Ironically much of this approach is actually 'student', dare I say 'consumer' centric in the sense that degrees are designed with the development of the individual in mind. This doesn't necessarily mean giving the consumer what they think they want though! To polarise the argument between 'product' orientation' or 'market' orientation (meeting the needs of the techno-commercial system) is really a gross over simplification.

The upside to the benign 'production orientation' of universities is that they are able to guide their consumer from their unconscious incompetence through to unconscious competence (and hopefully critically reflective practice which is essential to avoiding gullibility. It is a fact that students do NOT necessarily know what is good for them. In this way universities avoid the mistake of 'consumer worship' which is 'market orientation' done badly.

The downside to 'production orientation' is that universities think they know best on everything and this limits their thinking to designing and producing products (degrees) that exclusively suit their framing of the 'need'. That's why the Buckinghamshire academics anticipate a problem, they are worried that students aren't being groomed for their interpretation of what they believe is needed. They have a myopic version of the 'need' because the time at university is only one staging post in the journey of life and the majority of people will go on to be employed in non academic professions. The biggest criticism of 'degree design' must be the way in which they are tacitly developed to craft people with an 'academic mind'. i.e. they are implicitly (sub-consciously?) 'training' people to be professors, and guess what not all of us want to be 'academics'!!

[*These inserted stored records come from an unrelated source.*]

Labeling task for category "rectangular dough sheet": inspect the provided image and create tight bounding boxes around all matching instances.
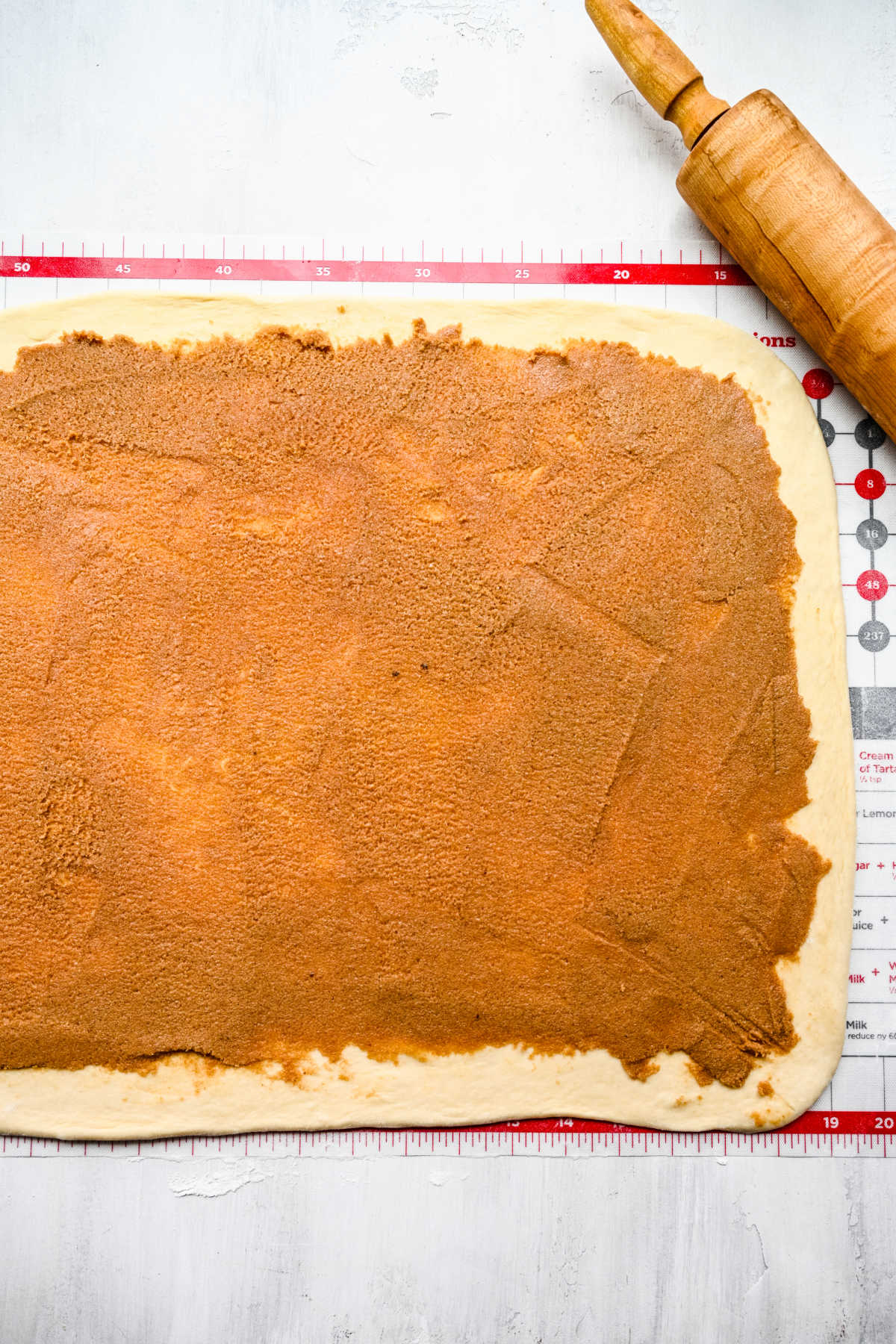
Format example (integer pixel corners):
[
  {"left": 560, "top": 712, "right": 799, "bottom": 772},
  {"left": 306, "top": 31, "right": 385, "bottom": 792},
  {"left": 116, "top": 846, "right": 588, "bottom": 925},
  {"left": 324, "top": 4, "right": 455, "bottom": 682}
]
[{"left": 0, "top": 294, "right": 854, "bottom": 1139}]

For universities to operate from a more rounded version of 'market orientation' they need to build on the strong points of the 'consumer orientation' they have historically been excellent at. This means thinking about 'value and lifestyle' segments in the market for their services. Other stakeholders have different needs and yes the techno-commercial system is one of those, in the same way that a 'non-academic' student is too. That's why ideas such as Foundation degrees are a good idea.

This is certainly not a call for 'dumbing down' as higher education should always ultimately be about individual development in terms of thinking and knowledge. That goal doesn't necessarily mean that you have to become an 'academic' A degree nevertheless should involve a degree of personal challenge higher than the individuals current level of experience and beyond merely what 'I think I need or is needed'. It should certainly demand rigorous and justified thinking and applicationand involve the constant testing of prior assumptions whether in the natural or social sciences.